Trachea (length in infant, implications for endotracheal tube position)

Answer 7

• Trachea is relatively short (2-3cm in infant)
• Neck flexion causes movement of tracheal tube towards carina, extension causes movement of tracheal tube away from carina
• Movement can be 1-2cm depending on age of child, risk of
• Accidental extubation
• Bronchial intubation (R main bronchus is wider than left, arises at less acute angle to the midline, right upper lobe bronchus is easily obstructed by bronchial intubation)

Question 8

Why are young children more vulnerable to small airway collapse?

Answer 8

• Lower airways are narrow and easily compressed
• In young adult outward chest wall expansion forces equal lung recoil forces. In infant, chest wall is extremely compliant -> reduced outward recoil force.
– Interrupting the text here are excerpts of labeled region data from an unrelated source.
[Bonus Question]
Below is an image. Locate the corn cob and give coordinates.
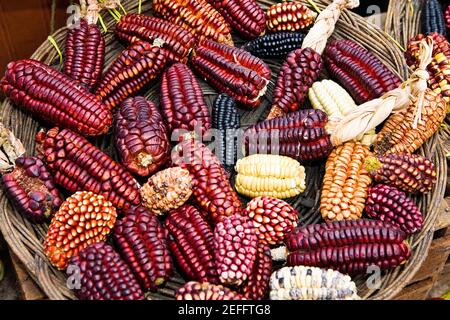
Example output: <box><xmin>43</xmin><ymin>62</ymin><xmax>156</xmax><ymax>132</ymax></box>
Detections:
<box><xmin>320</xmin><ymin>141</ymin><xmax>372</xmax><ymax>221</ymax></box>
<box><xmin>36</xmin><ymin>128</ymin><xmax>139</xmax><ymax>209</ymax></box>
<box><xmin>175</xmin><ymin>281</ymin><xmax>245</xmax><ymax>301</ymax></box>
<box><xmin>244</xmin><ymin>195</ymin><xmax>298</xmax><ymax>245</ymax></box>
<box><xmin>420</xmin><ymin>0</ymin><xmax>446</xmax><ymax>36</ymax></box>
<box><xmin>242</xmin><ymin>32</ymin><xmax>305</xmax><ymax>59</ymax></box>
<box><xmin>152</xmin><ymin>0</ymin><xmax>233</xmax><ymax>45</ymax></box>
<box><xmin>212</xmin><ymin>93</ymin><xmax>241</xmax><ymax>172</ymax></box>
<box><xmin>308</xmin><ymin>80</ymin><xmax>376</xmax><ymax>145</ymax></box>
<box><xmin>243</xmin><ymin>109</ymin><xmax>333</xmax><ymax>163</ymax></box>
<box><xmin>270</xmin><ymin>266</ymin><xmax>359</xmax><ymax>300</ymax></box>
<box><xmin>214</xmin><ymin>214</ymin><xmax>258</xmax><ymax>287</ymax></box>
<box><xmin>113</xmin><ymin>207</ymin><xmax>173</xmax><ymax>291</ymax></box>
<box><xmin>286</xmin><ymin>219</ymin><xmax>411</xmax><ymax>275</ymax></box>
<box><xmin>2</xmin><ymin>157</ymin><xmax>63</xmax><ymax>223</ymax></box>
<box><xmin>95</xmin><ymin>39</ymin><xmax>168</xmax><ymax>109</ymax></box>
<box><xmin>115</xmin><ymin>13</ymin><xmax>196</xmax><ymax>63</ymax></box>
<box><xmin>0</xmin><ymin>60</ymin><xmax>112</xmax><ymax>136</ymax></box>
<box><xmin>239</xmin><ymin>244</ymin><xmax>272</xmax><ymax>300</ymax></box>
<box><xmin>63</xmin><ymin>19</ymin><xmax>105</xmax><ymax>90</ymax></box>
<box><xmin>366</xmin><ymin>184</ymin><xmax>423</xmax><ymax>235</ymax></box>
<box><xmin>208</xmin><ymin>0</ymin><xmax>266</xmax><ymax>39</ymax></box>
<box><xmin>160</xmin><ymin>63</ymin><xmax>211</xmax><ymax>136</ymax></box>
<box><xmin>374</xmin><ymin>89</ymin><xmax>447</xmax><ymax>155</ymax></box>
<box><xmin>190</xmin><ymin>40</ymin><xmax>272</xmax><ymax>108</ymax></box>
<box><xmin>365</xmin><ymin>153</ymin><xmax>436</xmax><ymax>194</ymax></box>
<box><xmin>267</xmin><ymin>1</ymin><xmax>317</xmax><ymax>32</ymax></box>
<box><xmin>68</xmin><ymin>242</ymin><xmax>144</xmax><ymax>300</ymax></box>
<box><xmin>267</xmin><ymin>48</ymin><xmax>323</xmax><ymax>119</ymax></box>
<box><xmin>324</xmin><ymin>40</ymin><xmax>401</xmax><ymax>104</ymax></box>
<box><xmin>172</xmin><ymin>139</ymin><xmax>241</xmax><ymax>223</ymax></box>
<box><xmin>44</xmin><ymin>191</ymin><xmax>117</xmax><ymax>270</ymax></box>
<box><xmin>140</xmin><ymin>167</ymin><xmax>193</xmax><ymax>215</ymax></box>
<box><xmin>114</xmin><ymin>97</ymin><xmax>170</xmax><ymax>177</ymax></box>
<box><xmin>165</xmin><ymin>205</ymin><xmax>219</xmax><ymax>284</ymax></box>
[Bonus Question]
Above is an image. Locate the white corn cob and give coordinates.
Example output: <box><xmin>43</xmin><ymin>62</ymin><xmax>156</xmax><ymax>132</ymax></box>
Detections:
<box><xmin>270</xmin><ymin>266</ymin><xmax>359</xmax><ymax>300</ymax></box>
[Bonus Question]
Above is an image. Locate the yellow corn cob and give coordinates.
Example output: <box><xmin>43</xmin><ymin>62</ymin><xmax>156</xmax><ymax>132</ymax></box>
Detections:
<box><xmin>236</xmin><ymin>154</ymin><xmax>305</xmax><ymax>199</ymax></box>
<box><xmin>270</xmin><ymin>266</ymin><xmax>360</xmax><ymax>300</ymax></box>
<box><xmin>320</xmin><ymin>141</ymin><xmax>372</xmax><ymax>221</ymax></box>
<box><xmin>308</xmin><ymin>80</ymin><xmax>376</xmax><ymax>145</ymax></box>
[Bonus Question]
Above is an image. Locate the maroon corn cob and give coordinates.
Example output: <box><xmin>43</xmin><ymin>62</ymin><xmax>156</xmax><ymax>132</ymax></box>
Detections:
<box><xmin>239</xmin><ymin>244</ymin><xmax>272</xmax><ymax>300</ymax></box>
<box><xmin>267</xmin><ymin>48</ymin><xmax>323</xmax><ymax>119</ymax></box>
<box><xmin>214</xmin><ymin>214</ymin><xmax>258</xmax><ymax>287</ymax></box>
<box><xmin>366</xmin><ymin>184</ymin><xmax>423</xmax><ymax>235</ymax></box>
<box><xmin>113</xmin><ymin>207</ymin><xmax>173</xmax><ymax>291</ymax></box>
<box><xmin>286</xmin><ymin>220</ymin><xmax>411</xmax><ymax>274</ymax></box>
<box><xmin>172</xmin><ymin>139</ymin><xmax>242</xmax><ymax>223</ymax></box>
<box><xmin>2</xmin><ymin>157</ymin><xmax>63</xmax><ymax>223</ymax></box>
<box><xmin>190</xmin><ymin>40</ymin><xmax>272</xmax><ymax>108</ymax></box>
<box><xmin>324</xmin><ymin>40</ymin><xmax>401</xmax><ymax>104</ymax></box>
<box><xmin>165</xmin><ymin>205</ymin><xmax>219</xmax><ymax>284</ymax></box>
<box><xmin>114</xmin><ymin>97</ymin><xmax>170</xmax><ymax>177</ymax></box>
<box><xmin>244</xmin><ymin>109</ymin><xmax>333</xmax><ymax>162</ymax></box>
<box><xmin>68</xmin><ymin>242</ymin><xmax>144</xmax><ymax>300</ymax></box>
<box><xmin>36</xmin><ymin>128</ymin><xmax>140</xmax><ymax>209</ymax></box>
<box><xmin>208</xmin><ymin>0</ymin><xmax>266</xmax><ymax>39</ymax></box>
<box><xmin>115</xmin><ymin>13</ymin><xmax>196</xmax><ymax>63</ymax></box>
<box><xmin>160</xmin><ymin>63</ymin><xmax>211</xmax><ymax>135</ymax></box>
<box><xmin>64</xmin><ymin>19</ymin><xmax>105</xmax><ymax>90</ymax></box>
<box><xmin>95</xmin><ymin>39</ymin><xmax>168</xmax><ymax>109</ymax></box>
<box><xmin>0</xmin><ymin>60</ymin><xmax>112</xmax><ymax>136</ymax></box>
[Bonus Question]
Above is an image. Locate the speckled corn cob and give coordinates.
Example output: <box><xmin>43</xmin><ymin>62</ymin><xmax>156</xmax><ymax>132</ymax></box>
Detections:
<box><xmin>64</xmin><ymin>19</ymin><xmax>105</xmax><ymax>90</ymax></box>
<box><xmin>95</xmin><ymin>39</ymin><xmax>168</xmax><ymax>109</ymax></box>
<box><xmin>44</xmin><ymin>191</ymin><xmax>117</xmax><ymax>270</ymax></box>
<box><xmin>270</xmin><ymin>266</ymin><xmax>359</xmax><ymax>300</ymax></box>
<box><xmin>152</xmin><ymin>0</ymin><xmax>233</xmax><ymax>45</ymax></box>
<box><xmin>267</xmin><ymin>1</ymin><xmax>317</xmax><ymax>32</ymax></box>
<box><xmin>365</xmin><ymin>153</ymin><xmax>436</xmax><ymax>193</ymax></box>
<box><xmin>320</xmin><ymin>141</ymin><xmax>372</xmax><ymax>221</ymax></box>
<box><xmin>115</xmin><ymin>13</ymin><xmax>196</xmax><ymax>63</ymax></box>
<box><xmin>36</xmin><ymin>128</ymin><xmax>139</xmax><ymax>209</ymax></box>
<box><xmin>0</xmin><ymin>60</ymin><xmax>112</xmax><ymax>136</ymax></box>
<box><xmin>235</xmin><ymin>154</ymin><xmax>306</xmax><ymax>199</ymax></box>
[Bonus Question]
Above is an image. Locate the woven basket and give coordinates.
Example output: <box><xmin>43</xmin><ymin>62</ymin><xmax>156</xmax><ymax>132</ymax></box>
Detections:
<box><xmin>0</xmin><ymin>0</ymin><xmax>446</xmax><ymax>299</ymax></box>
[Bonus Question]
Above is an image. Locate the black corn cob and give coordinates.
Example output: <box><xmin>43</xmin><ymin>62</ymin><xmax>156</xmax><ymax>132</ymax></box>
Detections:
<box><xmin>212</xmin><ymin>93</ymin><xmax>241</xmax><ymax>171</ymax></box>
<box><xmin>242</xmin><ymin>31</ymin><xmax>305</xmax><ymax>59</ymax></box>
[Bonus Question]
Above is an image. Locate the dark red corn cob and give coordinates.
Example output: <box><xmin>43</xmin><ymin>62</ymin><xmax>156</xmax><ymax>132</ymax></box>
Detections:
<box><xmin>114</xmin><ymin>97</ymin><xmax>170</xmax><ymax>177</ymax></box>
<box><xmin>324</xmin><ymin>40</ymin><xmax>401</xmax><ymax>104</ymax></box>
<box><xmin>214</xmin><ymin>214</ymin><xmax>258</xmax><ymax>287</ymax></box>
<box><xmin>95</xmin><ymin>39</ymin><xmax>168</xmax><ymax>109</ymax></box>
<box><xmin>36</xmin><ymin>128</ymin><xmax>140</xmax><ymax>209</ymax></box>
<box><xmin>268</xmin><ymin>48</ymin><xmax>323</xmax><ymax>119</ymax></box>
<box><xmin>172</xmin><ymin>139</ymin><xmax>242</xmax><ymax>223</ymax></box>
<box><xmin>244</xmin><ymin>109</ymin><xmax>333</xmax><ymax>162</ymax></box>
<box><xmin>286</xmin><ymin>220</ymin><xmax>411</xmax><ymax>274</ymax></box>
<box><xmin>239</xmin><ymin>244</ymin><xmax>272</xmax><ymax>300</ymax></box>
<box><xmin>67</xmin><ymin>242</ymin><xmax>144</xmax><ymax>300</ymax></box>
<box><xmin>0</xmin><ymin>60</ymin><xmax>112</xmax><ymax>136</ymax></box>
<box><xmin>175</xmin><ymin>281</ymin><xmax>245</xmax><ymax>301</ymax></box>
<box><xmin>165</xmin><ymin>205</ymin><xmax>219</xmax><ymax>284</ymax></box>
<box><xmin>208</xmin><ymin>0</ymin><xmax>266</xmax><ymax>39</ymax></box>
<box><xmin>113</xmin><ymin>207</ymin><xmax>173</xmax><ymax>291</ymax></box>
<box><xmin>191</xmin><ymin>40</ymin><xmax>272</xmax><ymax>108</ymax></box>
<box><xmin>64</xmin><ymin>19</ymin><xmax>105</xmax><ymax>90</ymax></box>
<box><xmin>366</xmin><ymin>184</ymin><xmax>423</xmax><ymax>235</ymax></box>
<box><xmin>160</xmin><ymin>63</ymin><xmax>211</xmax><ymax>135</ymax></box>
<box><xmin>2</xmin><ymin>157</ymin><xmax>63</xmax><ymax>223</ymax></box>
<box><xmin>115</xmin><ymin>13</ymin><xmax>196</xmax><ymax>63</ymax></box>
<box><xmin>365</xmin><ymin>153</ymin><xmax>436</xmax><ymax>193</ymax></box>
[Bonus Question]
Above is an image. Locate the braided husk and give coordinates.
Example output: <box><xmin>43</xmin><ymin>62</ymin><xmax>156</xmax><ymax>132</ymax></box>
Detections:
<box><xmin>0</xmin><ymin>0</ymin><xmax>447</xmax><ymax>299</ymax></box>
Therefore at end expiration transpulmonary pressure is inadequate to maintain the patency of the airways in the dependent areas of the lung -> small airway closure
• The chest wall has more horizontal ribs, increased risk of respiratory muscle fatigue and closing volume encroaches on functional residual (FRC), so increasing the need to use intermittent positive pressure ventilation (IPPV) in infants

Question 9

In young infants, what may cause:
1. Nasal obstruction
2. Pharyngeal obstruction

Answer 9

Nasal obstruction
* Nasal congestion (esp. caucasian infants)
* Choanal atresia (unilateral or bilateral congenital obstruction of the nasal passages) may cause acute airway obstruction at birth, especially if bilateral.
* NG tube insertion

Pharyngeal obstruction
* Induction of anaesthesia
* Pierre Robin syndrome (underdeveloped mandible, large tongue and cleft palate)

Question 10

Features of a face mask suitable for neonate

Answer 10

• Low dead space: total apparatus dead space should not exceed 1.5 ml/kg (or 1 ml/kg for infants weighing less than 2.5 kg).
• Soft cushion
• Circular (NOT exaggerated nasal contour)
• Cover nose and mouth
• Able to provide seal of 5-10cmH20

Question 11

How does Down’s syndrome affect the risk of airway obstruction

Answer 11

• Small mouths
• Hypoplastic mandibles
• Large tongues

Question 12

Choice of tracheal tube in infants

Answer 12

• Usually uncuffed (to reduce risk of subglottic damage)
• Should provide a small leak when 20cmH20 applied - otherwise may be too large

Question 13

What is the main reason airway closure occurs in newborn infants?

Answer 13

Increased chest wall compliance.
Chest wall compliance is 3-6 times that of the lung in infants so that outward recoil forces are reduced and inadequate to oppose inward lung recoil.